The shifts in time between past and present could be linked to the turn of the century setting, in which past, present and future are revaluated. At one point in the novel, during celebrations for the new century, Doctor Juvenal Urbino is asked his opinion and says that “the nineteenth century is passing for everyone except us” – this community is stagnant due to the epidemic, as love leads to the ship’s endless to and fro motion.

love in the time of cholera cover

The Age of Innocence

The Age of Innocence – Edith Wharton

This American Classic tells the story of Newland Archer as he prepares to marry May Welland, who seems his ideal conventional partner. He reconsiders this as he becomes increasingly drawn to Countess Ellen Olenska, who is very different from her cousin May, living alone in New York, and disreputable given her separation from her husband.

Written after the First World War but set in the 1870s, looking back on a lost era, Wharton criticises rather than idealises the society about which she writes, “a kind of hieroglyphic world, where the real thing was never said or done or even thought, but only represented by a set of arbitrary signs”. Therefore, the title is ironic; the age is prejudiced and false – an age of hypocrisy rather than innocence.

It is, however, innocent too, to the point of naivety.  They cannot imagine the destruction and chaos that the war will later bring to their comfortable and fashionable lives. May and Archer are both innocent: May not to see through the falsity of the society that surrounds her and conditions her expectations, and Archer to believe that he could escape it with Ellen. Archer is aware of May’s innocence and does not want her to have the kind of innocence “that seals the mind against imagination and the heart against experience”, but not of his own.

Ultimately choosing duty and tradition over the risk of the unknown passion, Archer lives the conventional life and feels confined by it: “As he reviewed his past, he saw into what a deep rut he had sunk. The worst of doing one’s duty was that it apparently unfitted one for doing anything else”. Time jumps forward twenty-six years, skipping over May and Newland Archer’s life together. By the end of novel, the world around him has changed – symbolised by the telephone – but Archer has not.

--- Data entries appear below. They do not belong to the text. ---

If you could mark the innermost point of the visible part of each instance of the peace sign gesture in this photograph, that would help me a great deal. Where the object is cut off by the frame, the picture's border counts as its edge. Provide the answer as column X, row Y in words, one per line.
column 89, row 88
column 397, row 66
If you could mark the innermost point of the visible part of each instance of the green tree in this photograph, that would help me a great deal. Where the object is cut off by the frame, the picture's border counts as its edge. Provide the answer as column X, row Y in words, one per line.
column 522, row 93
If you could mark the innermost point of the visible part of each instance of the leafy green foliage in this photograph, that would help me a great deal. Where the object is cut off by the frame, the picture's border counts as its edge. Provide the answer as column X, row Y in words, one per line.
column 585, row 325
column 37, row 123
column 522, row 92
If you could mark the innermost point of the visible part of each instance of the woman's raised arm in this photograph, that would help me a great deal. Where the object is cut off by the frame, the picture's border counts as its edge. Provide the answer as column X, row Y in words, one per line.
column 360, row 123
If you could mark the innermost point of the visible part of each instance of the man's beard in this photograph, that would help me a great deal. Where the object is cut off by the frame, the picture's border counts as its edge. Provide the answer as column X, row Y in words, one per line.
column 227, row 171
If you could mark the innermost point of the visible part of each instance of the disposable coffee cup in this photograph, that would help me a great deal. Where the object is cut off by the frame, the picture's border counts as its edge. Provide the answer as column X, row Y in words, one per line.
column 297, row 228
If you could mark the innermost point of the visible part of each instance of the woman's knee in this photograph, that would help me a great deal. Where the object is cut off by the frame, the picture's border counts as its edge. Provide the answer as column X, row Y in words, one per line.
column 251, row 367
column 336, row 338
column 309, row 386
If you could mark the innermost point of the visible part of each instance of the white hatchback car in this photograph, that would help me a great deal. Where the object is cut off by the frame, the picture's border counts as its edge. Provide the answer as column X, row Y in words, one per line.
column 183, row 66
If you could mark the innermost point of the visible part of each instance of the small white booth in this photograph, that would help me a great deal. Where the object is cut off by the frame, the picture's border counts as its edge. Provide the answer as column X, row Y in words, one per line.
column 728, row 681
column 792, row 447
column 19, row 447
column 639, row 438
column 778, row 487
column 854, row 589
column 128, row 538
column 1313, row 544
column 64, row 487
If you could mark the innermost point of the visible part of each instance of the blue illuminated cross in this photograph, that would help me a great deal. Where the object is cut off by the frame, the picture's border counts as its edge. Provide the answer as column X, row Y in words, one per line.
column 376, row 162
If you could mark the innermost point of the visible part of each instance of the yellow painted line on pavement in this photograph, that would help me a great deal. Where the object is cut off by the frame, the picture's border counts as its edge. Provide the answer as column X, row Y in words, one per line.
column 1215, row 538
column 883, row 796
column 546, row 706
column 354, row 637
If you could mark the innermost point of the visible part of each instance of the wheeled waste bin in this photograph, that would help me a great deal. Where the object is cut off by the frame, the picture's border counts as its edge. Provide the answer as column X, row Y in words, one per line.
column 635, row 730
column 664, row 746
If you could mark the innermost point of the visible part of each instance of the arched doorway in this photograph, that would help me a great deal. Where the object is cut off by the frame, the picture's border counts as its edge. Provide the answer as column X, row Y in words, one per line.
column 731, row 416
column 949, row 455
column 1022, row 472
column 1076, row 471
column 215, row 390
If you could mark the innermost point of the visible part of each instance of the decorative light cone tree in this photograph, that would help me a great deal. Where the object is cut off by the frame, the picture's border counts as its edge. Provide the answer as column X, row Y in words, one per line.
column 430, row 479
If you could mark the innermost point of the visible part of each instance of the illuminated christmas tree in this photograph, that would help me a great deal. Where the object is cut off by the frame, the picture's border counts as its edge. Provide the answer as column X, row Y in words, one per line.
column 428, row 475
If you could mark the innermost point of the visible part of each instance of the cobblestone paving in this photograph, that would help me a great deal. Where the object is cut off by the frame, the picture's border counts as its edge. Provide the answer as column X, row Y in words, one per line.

After the death of his wife, in Paris with his son, Archer has the chance to meet Ellen again with nothing standing in the way. But at the last moment, when his son goes up to her apartment, Newland can’t bring himself to follow. He feels, “It’s more real to me here than if I went up” and only gives his son the excuse that he is ‘old-fashioned’. Archer realises that too much time has passed; he will be happier reminiscing about their youth than taking a chance on a meeting that is likely to lead to disappointment. This way he can preserve her idealised form and perhaps still keep the hope alive. The ending leaves us with the turn of the century and much left unsaid as Newland returns to his hotel with only his memory for company.  Not my favourite read so far, though I did enjoy it, I found the ending the most moving and the most real part.